After Casaubon dies, Dorothea, the heroine of Middlemarch, who bears an uncanny resemblance to Eliot, falls in love with Will Ladis-law, a poetic type and not-so-subtle symbol of free will. (Will is in “passionate rebellion against his inherited blot.”) Tragically, because of Casaubon’s final will (notice the emerging theme), Dorothea is unable to act on her love. If she marries Will, who is of low social rank, she loses her estate. And so she resigns herself to a wid-owed unhappiness. Many depressing pages ensue. But then Will returns to Middlemarch, and Dorothea, awakened by his presence, realizes that she wants to be with him. Without freedom, money is merely paper. She renounces Casaubon’s estate and runs away with her true love. Embracing Will is her first act of free will. They live happily ever after, in “the realm of light and speech.”
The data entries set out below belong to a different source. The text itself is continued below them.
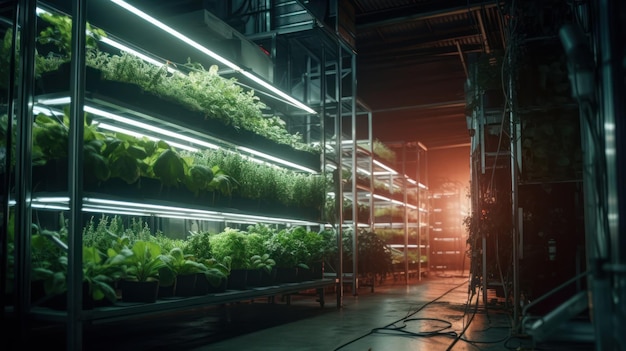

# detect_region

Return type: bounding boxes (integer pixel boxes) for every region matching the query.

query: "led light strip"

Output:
[237,146,317,173]
[372,160,398,174]
[98,123,199,152]
[366,194,417,210]
[32,196,319,225]
[34,97,318,174]
[111,0,317,114]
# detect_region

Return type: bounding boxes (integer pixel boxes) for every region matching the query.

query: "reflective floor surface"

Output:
[9,272,593,351]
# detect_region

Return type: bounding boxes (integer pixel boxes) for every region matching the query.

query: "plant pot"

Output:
[226,269,248,290]
[31,280,100,311]
[246,269,263,287]
[174,273,198,297]
[194,273,228,296]
[298,262,324,281]
[158,282,176,298]
[276,267,298,284]
[120,280,159,303]
[260,267,276,286]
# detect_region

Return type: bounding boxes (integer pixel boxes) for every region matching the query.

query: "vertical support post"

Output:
[14,0,37,337]
[504,44,520,336]
[67,0,87,350]
[592,0,626,350]
[348,47,358,296]
[0,2,18,320]
[402,143,409,285]
[335,57,344,307]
But Middlemarch, a novel that denies all easy answers, is more complicated than its happy ending suggests. (Virginia Woolf called Middlemarch “one of the few English novels written for grown-up people.”) Eliot had read too much Darwin to trust in the lasting presence of joy. She admits that each of us is born into a “hard, unaccommodating Actual.” This is why Dorothea, much to Eliot’s dismay, could not end the novel as a single woman. She was still trapped by the social conventions of the nineteenth century. As Eliot admonishes in the novel’s final paragraphs, “There is no creature whose inward being is so strong that it is not greatly determined by what lies outside it.”

In her intricate plots, Eliot wanted to demonstrate how the outside and the inside, our will and our fate, are in fact inextricably entangled. “Every limit is a beginning as well as an ending,” Eliot confesses in Middlemarch. Our situation provides the raw material out of which we make our way, and while it is important “never to beat and bruise one’s wings against the inevitable,” it is always possible “to throw the whole force of one’s soul towards the achievement of some possible better.” You can always change your life.